Ceph使用---dashboard启用及Prometheus监控
一、Ceph dashboard介绍
Ceph dashboard 是通过一个 web 界面, 对已经运行的 ceph 集群进行状态查看及功能配置等功能, 早期 ceph 使用的是第三方的 dashboard 组件。
如:Calamari
Calamari 对外提供了十分漂亮的 Web 管理和监控界面, 以及一套改进的 REST API 接口(不同于 Ceph 自身的 REST API) , 在一定程度上简化了 Ceph 的管理。 最初 Calamari 是作为Inktank 公司的 Ceph 企业级商业产品来销售, 红帽 2015 年收购 Inktank 后为了更好地推动 Ceph 的发展, 对外宣布 Calamari 开源
https://github.com/ceph/calamari
优点:
- 管理功能好
 - 界面友好
 - 可以利用它来部署 Ceph 和监控 Ceph
 
缺点:
- 非官方
 - 依赖 OpenStack 某些包
 
VSM
Virtual Storage Manager (VSM)是 Intel 公司研发并且开源的一款 Ceph 集群管理和监控软件, 简化了一些 Ceph 集群部署的一些步骤, 可以简单的通过 WEB 页面来操作。
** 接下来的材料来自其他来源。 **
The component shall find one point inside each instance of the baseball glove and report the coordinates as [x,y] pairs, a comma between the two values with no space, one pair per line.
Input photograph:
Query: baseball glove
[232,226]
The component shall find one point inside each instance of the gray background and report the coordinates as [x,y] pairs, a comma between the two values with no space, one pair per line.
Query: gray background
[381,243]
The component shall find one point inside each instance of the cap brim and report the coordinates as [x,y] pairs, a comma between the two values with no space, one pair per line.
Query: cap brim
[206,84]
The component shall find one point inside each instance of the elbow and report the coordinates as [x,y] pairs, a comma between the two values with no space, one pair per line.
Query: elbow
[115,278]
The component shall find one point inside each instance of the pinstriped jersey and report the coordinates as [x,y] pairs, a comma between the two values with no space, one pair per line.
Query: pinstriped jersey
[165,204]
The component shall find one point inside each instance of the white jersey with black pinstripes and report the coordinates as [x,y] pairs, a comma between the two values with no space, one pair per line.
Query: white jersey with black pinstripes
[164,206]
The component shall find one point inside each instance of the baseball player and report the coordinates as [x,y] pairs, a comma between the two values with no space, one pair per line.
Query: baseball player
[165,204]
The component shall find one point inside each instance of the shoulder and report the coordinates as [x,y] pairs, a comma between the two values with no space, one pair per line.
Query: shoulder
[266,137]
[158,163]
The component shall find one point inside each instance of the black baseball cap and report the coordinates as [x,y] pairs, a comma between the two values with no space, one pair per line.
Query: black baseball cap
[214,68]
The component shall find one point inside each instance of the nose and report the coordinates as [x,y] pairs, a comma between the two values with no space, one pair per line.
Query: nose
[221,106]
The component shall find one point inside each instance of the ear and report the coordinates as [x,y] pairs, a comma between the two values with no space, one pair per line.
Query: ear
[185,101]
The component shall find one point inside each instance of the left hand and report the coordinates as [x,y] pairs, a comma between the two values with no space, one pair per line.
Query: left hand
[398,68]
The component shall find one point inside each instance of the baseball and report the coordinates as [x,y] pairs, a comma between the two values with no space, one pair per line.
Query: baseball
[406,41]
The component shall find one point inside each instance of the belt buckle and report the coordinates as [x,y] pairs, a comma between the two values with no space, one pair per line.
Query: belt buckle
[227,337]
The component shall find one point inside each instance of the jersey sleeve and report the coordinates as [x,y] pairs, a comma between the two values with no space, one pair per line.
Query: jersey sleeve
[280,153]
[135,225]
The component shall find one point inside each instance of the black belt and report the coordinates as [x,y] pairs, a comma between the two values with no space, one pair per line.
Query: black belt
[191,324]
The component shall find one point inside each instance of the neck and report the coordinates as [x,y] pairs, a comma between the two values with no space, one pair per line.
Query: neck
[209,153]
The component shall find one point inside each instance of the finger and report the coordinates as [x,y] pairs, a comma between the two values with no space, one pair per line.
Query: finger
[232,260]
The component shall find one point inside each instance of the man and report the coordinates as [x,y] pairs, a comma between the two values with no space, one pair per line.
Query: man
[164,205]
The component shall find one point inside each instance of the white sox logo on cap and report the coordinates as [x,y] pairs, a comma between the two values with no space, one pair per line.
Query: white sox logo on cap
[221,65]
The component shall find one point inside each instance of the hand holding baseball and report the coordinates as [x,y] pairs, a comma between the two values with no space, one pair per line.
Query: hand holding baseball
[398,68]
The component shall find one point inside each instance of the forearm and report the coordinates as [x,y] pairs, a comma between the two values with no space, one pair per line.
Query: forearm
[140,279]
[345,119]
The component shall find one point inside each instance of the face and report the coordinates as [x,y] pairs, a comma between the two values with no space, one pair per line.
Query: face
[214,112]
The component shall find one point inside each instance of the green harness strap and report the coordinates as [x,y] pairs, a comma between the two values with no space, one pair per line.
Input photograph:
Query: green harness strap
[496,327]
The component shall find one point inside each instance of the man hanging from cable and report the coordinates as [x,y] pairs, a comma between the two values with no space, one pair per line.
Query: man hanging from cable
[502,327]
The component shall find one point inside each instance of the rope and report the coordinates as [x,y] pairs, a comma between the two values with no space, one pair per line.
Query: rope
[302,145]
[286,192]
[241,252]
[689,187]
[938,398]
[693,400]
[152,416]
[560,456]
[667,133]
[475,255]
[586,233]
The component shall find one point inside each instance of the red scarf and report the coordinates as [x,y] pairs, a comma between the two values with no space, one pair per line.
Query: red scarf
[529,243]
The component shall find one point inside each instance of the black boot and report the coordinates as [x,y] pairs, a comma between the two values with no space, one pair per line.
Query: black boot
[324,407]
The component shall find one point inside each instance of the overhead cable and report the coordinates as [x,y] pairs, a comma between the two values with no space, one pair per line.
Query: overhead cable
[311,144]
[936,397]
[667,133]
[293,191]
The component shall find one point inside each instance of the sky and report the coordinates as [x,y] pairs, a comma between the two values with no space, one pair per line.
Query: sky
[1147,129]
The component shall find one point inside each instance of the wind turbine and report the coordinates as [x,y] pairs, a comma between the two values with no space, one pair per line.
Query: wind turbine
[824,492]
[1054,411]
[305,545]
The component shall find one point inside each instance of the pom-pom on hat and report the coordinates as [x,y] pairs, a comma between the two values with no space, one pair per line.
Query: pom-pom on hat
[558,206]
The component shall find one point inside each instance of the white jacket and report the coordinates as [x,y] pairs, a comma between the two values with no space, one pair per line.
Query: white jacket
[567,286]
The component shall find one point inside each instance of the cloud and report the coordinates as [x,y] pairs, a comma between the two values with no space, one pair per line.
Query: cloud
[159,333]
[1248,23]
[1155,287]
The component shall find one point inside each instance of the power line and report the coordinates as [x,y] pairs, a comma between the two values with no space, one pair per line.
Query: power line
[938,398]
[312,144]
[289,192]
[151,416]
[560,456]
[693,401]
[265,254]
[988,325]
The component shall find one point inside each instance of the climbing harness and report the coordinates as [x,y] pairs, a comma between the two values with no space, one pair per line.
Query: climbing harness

https://github.com/intel/virtual-storage-manager
优点:
- 易部署
 - 轻量级
 - 灵活(可以自定义开发功能)
 
缺点:
- 监控选项少
 - 缺乏 Ceph 管理功能
 
Inkscope
Inkscope 是一个 Ceph 的管理和监控系统, 依赖于 Ceph 提供的 API, 使用 MongoDB来存储实时的监控数据和历史信息。
https://github.com/inkscope/inkscope
优点:
- 易部署
 - 轻量级
 - 灵活(可以自定义开发功能)
 
缺点:
- 监控选项少
 - 缺乏 Ceph 管理功能
 

Ceph-Dash
Ceph-Dash 是用 Python 开发的一个 Ceph 的监控面板, 用来监控 Ceph 的运行状态。同时提供 REST API 来访问状态数据。
http://cephdash.crapworks.de/
优点:
- 易部署
 - 轻量级
 - 灵活(可以自定义开发功能)
 
缺点:
- 功能相对简单
 
二、启用dashboard 插件
https://docs.ceph.com/en/mimic/mgr/
https://docs.ceph.com/en/latest/mgr/dashboard/
https://packages.debian.org/unstable/ceph-mgr-dashboard #15 版本有依赖需要单独解决Ceph mgr 是一个多插件(模块化)的组件, 其组件可以单独的启用或关闭。
以下为在ceph-deploy 服务器操作:
新版本需要安装 dashboard, 而且必须安装在 mgr 节点, 否则报错如下:
The following packages have unmet dependencies: ceph-mgr-dashboard : Depends: ceph-mgr (= 15.2.13-1~bpo10+1) but it is not going to be installed E: Unable to correct problems, you have held broken packages.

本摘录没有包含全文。